The show features over a 100 book size works, mainly black and white, many rarely or never before seen.
These include vintage photographs, collages and assemblages alongside related ephemera such as postcards, magazines and book covers and adverts used in Burroughs' pieces.
Also included in the space is Towers Open Fire (1963), a short experimental film by Antony Balch influenced by Burroughs' theories of the image.
The title, Taking Shots, refers to photography but also to Burroughs' well-known heroin addiction and his obsession with firearms. The photographs exhibited were mainly taken between the early 1950s and 70s in locations including London, Paris, New York and Tangier. Burroughs' images are organised into categories including self-portraits, street scenes, intimate domestic interiors, assemblages, construction sites, and portraits of fellow writers and artists, like Jack Kerouac, Allen Ginsberg, and Brion Gysin, and friends and lovers.
Burroughs is well known for his use of 'cut-up' in which the photographs are subject to cut-up experiments with writing and images.
Personally, I think this is the best series by far.

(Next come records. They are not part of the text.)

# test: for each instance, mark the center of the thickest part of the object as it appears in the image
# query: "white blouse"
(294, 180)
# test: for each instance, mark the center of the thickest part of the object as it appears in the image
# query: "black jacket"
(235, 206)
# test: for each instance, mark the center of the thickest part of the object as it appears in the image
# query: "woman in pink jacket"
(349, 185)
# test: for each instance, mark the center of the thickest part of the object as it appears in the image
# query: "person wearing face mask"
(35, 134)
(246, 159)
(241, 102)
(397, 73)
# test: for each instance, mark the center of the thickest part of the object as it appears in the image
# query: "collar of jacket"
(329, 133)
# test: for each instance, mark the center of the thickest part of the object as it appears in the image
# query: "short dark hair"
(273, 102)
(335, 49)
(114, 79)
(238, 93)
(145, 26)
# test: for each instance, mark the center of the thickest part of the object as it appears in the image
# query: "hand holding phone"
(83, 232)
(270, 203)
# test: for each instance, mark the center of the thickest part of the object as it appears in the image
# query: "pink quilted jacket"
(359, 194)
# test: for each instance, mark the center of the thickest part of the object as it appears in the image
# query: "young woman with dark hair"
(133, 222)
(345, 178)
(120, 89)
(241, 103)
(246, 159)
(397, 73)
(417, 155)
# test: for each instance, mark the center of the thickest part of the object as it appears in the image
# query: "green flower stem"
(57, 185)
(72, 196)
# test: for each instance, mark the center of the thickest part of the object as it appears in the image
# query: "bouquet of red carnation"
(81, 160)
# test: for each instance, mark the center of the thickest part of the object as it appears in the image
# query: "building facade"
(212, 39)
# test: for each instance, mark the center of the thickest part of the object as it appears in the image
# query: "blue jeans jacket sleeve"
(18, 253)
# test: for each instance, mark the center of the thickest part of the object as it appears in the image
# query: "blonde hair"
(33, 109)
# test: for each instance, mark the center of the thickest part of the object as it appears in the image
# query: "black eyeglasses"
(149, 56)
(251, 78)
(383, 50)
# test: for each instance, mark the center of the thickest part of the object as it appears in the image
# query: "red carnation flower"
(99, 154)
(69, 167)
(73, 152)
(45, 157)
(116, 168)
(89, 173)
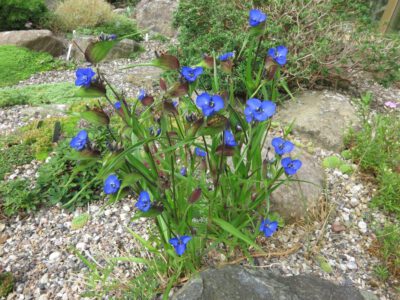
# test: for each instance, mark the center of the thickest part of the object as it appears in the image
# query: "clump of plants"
(17, 14)
(192, 156)
(17, 63)
(72, 14)
(118, 25)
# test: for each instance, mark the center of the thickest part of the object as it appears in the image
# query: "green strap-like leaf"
(235, 232)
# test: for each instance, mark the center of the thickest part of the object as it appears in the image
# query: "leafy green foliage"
(389, 250)
(59, 182)
(376, 148)
(18, 64)
(14, 14)
(119, 25)
(16, 196)
(58, 93)
(6, 284)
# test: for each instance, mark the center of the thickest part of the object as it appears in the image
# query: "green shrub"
(317, 35)
(14, 14)
(119, 25)
(58, 93)
(16, 196)
(13, 155)
(389, 248)
(388, 195)
(72, 14)
(18, 64)
(376, 148)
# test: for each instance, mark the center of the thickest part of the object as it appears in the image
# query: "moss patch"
(18, 64)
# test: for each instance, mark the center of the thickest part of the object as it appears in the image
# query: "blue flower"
(291, 166)
(84, 76)
(209, 104)
(142, 94)
(256, 17)
(229, 138)
(268, 227)
(183, 171)
(151, 129)
(281, 146)
(278, 54)
(226, 56)
(200, 152)
(79, 141)
(191, 74)
(143, 203)
(259, 110)
(179, 243)
(112, 184)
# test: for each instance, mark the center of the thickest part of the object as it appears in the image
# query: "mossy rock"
(346, 154)
(346, 169)
(6, 284)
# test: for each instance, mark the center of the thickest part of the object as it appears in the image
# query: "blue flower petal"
(203, 100)
(218, 102)
(253, 103)
(174, 242)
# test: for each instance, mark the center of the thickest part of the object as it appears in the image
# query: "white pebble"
(362, 226)
(54, 257)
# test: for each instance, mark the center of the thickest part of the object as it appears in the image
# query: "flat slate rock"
(295, 199)
(322, 117)
(238, 283)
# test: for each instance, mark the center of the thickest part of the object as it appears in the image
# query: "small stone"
(338, 227)
(81, 246)
(44, 279)
(352, 265)
(362, 226)
(54, 257)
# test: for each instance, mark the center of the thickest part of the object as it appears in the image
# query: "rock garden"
(198, 150)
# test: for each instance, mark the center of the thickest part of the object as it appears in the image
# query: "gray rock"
(322, 117)
(156, 15)
(38, 40)
(237, 282)
(123, 49)
(293, 200)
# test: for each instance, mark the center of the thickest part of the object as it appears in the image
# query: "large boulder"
(295, 199)
(237, 283)
(156, 15)
(123, 49)
(38, 40)
(322, 117)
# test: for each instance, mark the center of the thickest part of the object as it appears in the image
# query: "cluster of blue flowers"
(255, 110)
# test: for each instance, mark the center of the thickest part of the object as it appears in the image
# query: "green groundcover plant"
(193, 157)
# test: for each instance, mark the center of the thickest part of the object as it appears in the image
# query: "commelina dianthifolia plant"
(192, 156)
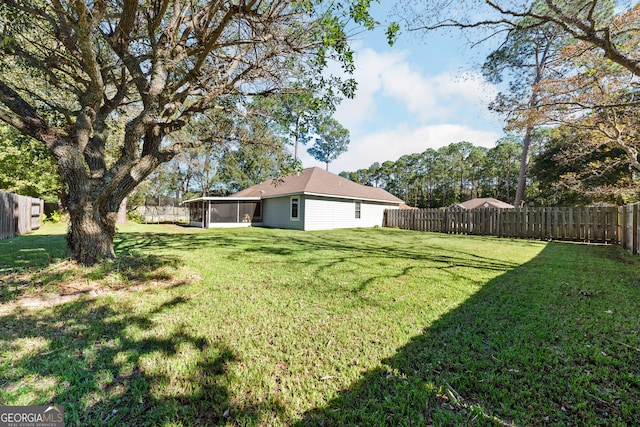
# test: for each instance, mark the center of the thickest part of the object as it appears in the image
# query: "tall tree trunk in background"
(524, 166)
(121, 217)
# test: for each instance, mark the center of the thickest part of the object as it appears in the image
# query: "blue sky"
(426, 91)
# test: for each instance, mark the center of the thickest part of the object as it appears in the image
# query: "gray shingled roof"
(320, 182)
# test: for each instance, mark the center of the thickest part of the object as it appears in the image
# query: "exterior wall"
(322, 213)
(276, 213)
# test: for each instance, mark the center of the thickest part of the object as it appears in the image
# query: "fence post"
(635, 219)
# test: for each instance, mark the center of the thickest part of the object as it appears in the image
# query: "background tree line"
(461, 171)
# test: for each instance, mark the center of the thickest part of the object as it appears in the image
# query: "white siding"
(323, 213)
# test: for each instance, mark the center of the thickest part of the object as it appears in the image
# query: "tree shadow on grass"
(546, 343)
(107, 365)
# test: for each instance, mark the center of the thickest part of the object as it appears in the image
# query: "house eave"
(227, 199)
(333, 196)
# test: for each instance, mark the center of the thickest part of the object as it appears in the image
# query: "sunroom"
(213, 212)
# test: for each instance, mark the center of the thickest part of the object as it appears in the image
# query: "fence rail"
(19, 214)
(159, 214)
(587, 224)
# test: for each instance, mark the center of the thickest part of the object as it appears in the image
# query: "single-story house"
(312, 200)
(486, 202)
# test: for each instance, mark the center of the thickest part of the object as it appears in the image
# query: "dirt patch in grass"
(66, 281)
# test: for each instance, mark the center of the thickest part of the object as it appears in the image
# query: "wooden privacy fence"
(587, 224)
(19, 214)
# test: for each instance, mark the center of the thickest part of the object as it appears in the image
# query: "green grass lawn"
(354, 327)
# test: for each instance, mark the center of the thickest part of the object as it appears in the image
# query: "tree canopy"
(71, 70)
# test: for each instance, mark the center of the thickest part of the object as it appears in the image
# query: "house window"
(295, 208)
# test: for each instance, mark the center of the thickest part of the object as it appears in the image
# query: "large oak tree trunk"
(91, 233)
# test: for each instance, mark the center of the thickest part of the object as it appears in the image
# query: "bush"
(134, 216)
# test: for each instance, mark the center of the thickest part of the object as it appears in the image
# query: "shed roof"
(316, 181)
(485, 202)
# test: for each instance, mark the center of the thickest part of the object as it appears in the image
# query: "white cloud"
(389, 80)
(400, 109)
(394, 143)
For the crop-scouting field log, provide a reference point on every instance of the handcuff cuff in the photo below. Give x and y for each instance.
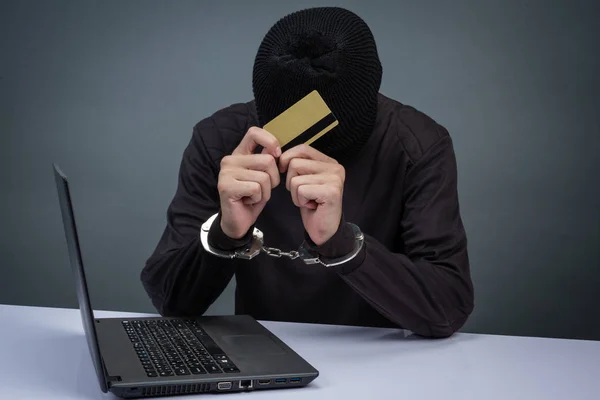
(256, 246)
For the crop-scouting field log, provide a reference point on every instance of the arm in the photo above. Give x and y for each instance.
(180, 277)
(427, 288)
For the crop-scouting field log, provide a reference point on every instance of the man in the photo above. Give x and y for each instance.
(387, 169)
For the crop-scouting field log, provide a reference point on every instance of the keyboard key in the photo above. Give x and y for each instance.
(213, 369)
(182, 371)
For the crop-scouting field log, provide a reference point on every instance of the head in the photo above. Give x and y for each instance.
(328, 49)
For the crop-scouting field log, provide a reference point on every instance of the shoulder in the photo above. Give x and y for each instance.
(415, 131)
(218, 134)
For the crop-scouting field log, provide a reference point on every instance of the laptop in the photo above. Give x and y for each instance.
(161, 356)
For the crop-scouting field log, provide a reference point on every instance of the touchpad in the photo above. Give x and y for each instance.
(252, 344)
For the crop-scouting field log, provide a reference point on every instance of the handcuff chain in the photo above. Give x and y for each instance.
(274, 252)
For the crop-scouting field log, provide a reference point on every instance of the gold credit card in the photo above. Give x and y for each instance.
(304, 122)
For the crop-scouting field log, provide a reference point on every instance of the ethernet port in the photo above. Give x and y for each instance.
(246, 384)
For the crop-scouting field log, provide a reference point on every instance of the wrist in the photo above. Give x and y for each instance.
(221, 239)
(339, 244)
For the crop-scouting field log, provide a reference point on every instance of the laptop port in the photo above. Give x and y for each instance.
(246, 384)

Burroughs argued that "a collage is an art, like flower arranging. The cut up method brings to writers the collage, which has been used by painters for 15 years. You cannot will spontaneity. But you can introduce the unpredictable spontaneous factor with a pair of scissors."
The school of cut-up was invented by engineer and mathematician Ian Sommerville and Burroughs, a process of photo reduction where hundreds of photo were condensed into single frames. The photographs work as a biographical memory of Burroughs' life.

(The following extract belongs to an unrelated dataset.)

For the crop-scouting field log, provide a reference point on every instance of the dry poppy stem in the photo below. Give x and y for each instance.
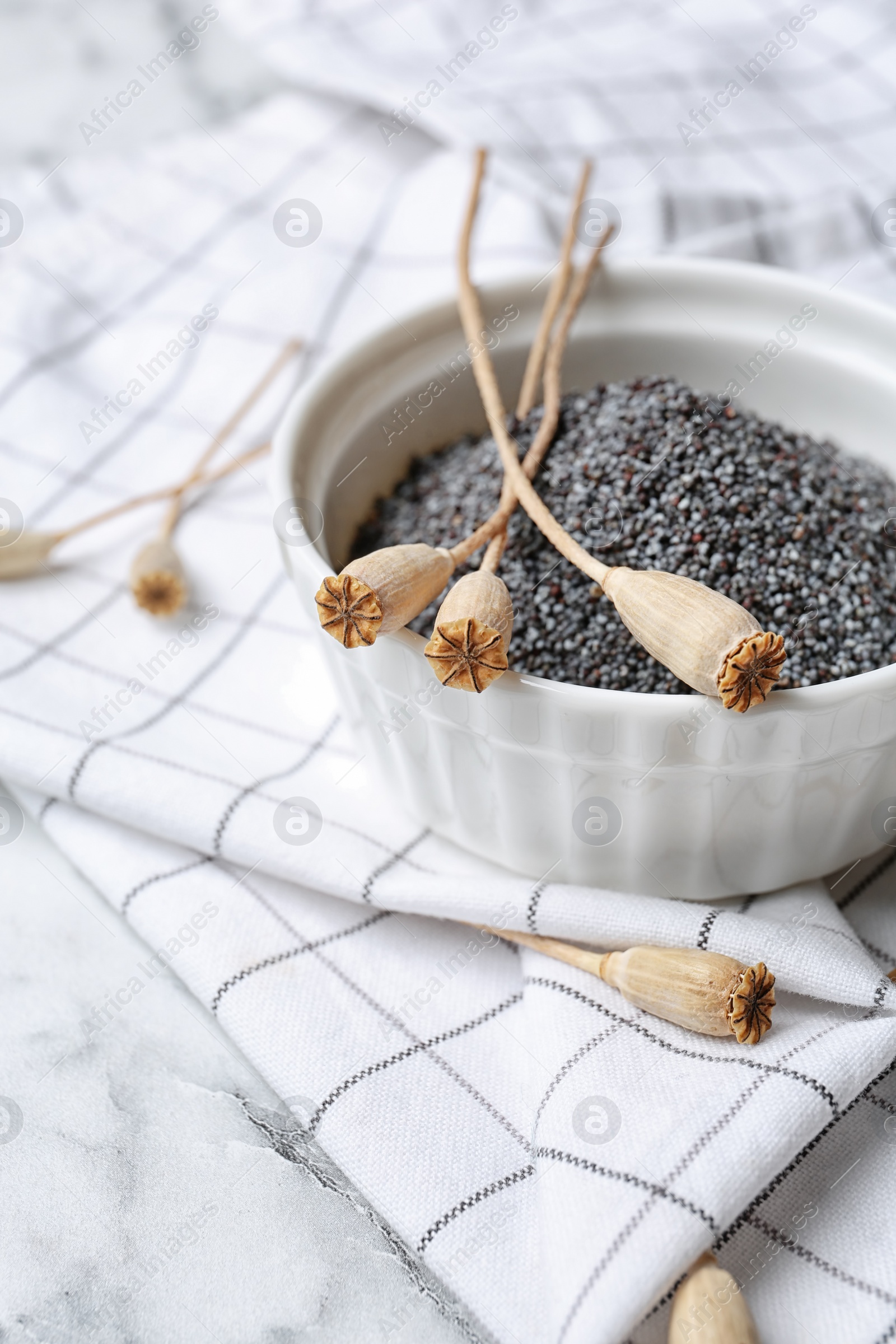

His St. Louis photographic series evoke memories of his childhood, London Assemblages picture Burroughs' family friends, and What Was, What Isn't intimate series, reveal Burroughs' sexual encounters.
The layout of the show is like an open book offering an intimate approach to William S. Burroughs' life and work.
David Lynch
The last floor brings Lynch's The Factory Photographs a cinematic style of dark, brooding and ominous images of derelict factories.

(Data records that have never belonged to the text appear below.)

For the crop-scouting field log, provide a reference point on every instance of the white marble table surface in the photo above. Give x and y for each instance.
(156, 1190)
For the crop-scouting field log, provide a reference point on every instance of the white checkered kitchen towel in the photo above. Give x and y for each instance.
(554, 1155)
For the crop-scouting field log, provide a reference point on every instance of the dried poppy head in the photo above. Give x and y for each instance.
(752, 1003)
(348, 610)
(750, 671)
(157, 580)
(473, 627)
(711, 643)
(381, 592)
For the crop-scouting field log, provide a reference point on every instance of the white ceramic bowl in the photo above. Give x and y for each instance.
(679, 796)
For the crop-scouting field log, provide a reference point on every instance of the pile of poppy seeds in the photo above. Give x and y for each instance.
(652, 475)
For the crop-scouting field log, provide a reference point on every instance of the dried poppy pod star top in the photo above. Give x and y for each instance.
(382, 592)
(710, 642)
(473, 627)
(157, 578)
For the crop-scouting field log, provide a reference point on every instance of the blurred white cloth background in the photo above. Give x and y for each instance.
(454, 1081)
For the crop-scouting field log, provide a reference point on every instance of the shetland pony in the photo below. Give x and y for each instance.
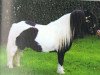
(55, 36)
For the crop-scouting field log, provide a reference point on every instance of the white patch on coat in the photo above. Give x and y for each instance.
(54, 35)
(15, 31)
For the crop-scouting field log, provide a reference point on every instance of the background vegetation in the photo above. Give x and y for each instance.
(82, 59)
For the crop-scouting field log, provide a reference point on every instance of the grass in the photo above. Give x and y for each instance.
(82, 59)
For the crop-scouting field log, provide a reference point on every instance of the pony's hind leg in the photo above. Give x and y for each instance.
(17, 58)
(10, 56)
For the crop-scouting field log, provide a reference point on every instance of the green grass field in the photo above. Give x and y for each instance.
(82, 59)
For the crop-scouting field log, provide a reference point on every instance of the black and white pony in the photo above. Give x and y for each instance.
(55, 36)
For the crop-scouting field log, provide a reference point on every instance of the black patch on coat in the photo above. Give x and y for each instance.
(27, 40)
(30, 23)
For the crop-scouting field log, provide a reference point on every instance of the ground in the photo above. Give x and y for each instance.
(82, 59)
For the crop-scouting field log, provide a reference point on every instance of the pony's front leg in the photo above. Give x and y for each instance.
(60, 69)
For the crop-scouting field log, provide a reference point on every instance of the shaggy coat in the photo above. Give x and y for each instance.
(55, 36)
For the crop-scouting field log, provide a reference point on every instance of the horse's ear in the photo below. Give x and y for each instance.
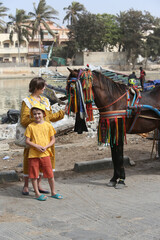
(70, 70)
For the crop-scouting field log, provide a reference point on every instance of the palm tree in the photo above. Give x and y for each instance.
(3, 11)
(73, 11)
(20, 26)
(42, 13)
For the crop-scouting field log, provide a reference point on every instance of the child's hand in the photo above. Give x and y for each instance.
(40, 148)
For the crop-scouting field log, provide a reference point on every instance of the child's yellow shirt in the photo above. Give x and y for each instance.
(40, 134)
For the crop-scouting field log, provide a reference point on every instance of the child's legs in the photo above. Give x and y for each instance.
(46, 165)
(52, 186)
(35, 187)
(34, 164)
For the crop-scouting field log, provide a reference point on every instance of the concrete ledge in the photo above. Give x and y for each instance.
(9, 176)
(105, 163)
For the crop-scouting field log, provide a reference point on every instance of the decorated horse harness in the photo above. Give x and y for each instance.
(80, 91)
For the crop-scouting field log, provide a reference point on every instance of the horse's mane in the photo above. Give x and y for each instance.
(109, 84)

The photographs are all shot in black and white in locations including Germany, Poland, New York and England.
They are ninety black and white Gelatin-Silver paper photographs (1980-2000) that depict relics of a lost world by capturing passages, detritus and decay of what are now, haunting cathedrals of a bygone industrial era slowly overtaken by nature's innate power.
Lynch began taking photographs of factories when scouting for shooting locations and many of his images seem to possess an inherent potential for being the setting of a story. Functionless, disintegrating, rundown, the 'factory' appears in Lynch's 'personal narrative' as an enclave, a refuge from the onrush of progress and modern technology.
Passion for the dark captures the uninhabited locations once proud emblems of progress now deserted and reclaimed by nature.
Lynch reveals "Such shapes and textures and there is a deep mystery...there are a lot of parts of the factories that are much darker and I always say whenever there is darkness, the mind kicks in and create your stories and mysteries, and it's all in there, a beautiful world."
Even the texture of the prints resembles the soot, vapours and fine dust covering the surfaces depicted. The black and whites fumes, smoke, chimneys, debris, bricks, smashed windows, wires, deserted factories, cracked windows glass, pipes are a complete contrast with Lynch's technicolour films.
This show highlights how to find beauty in the most obscure, obsolete and forgotten parts of life.
Warhol, Lynch and Burroughs could see in the darkness and help us to see through it.
Virginia Damtsa is the co-founder of contemporary art gallery Riflemaker with Tot Taylor.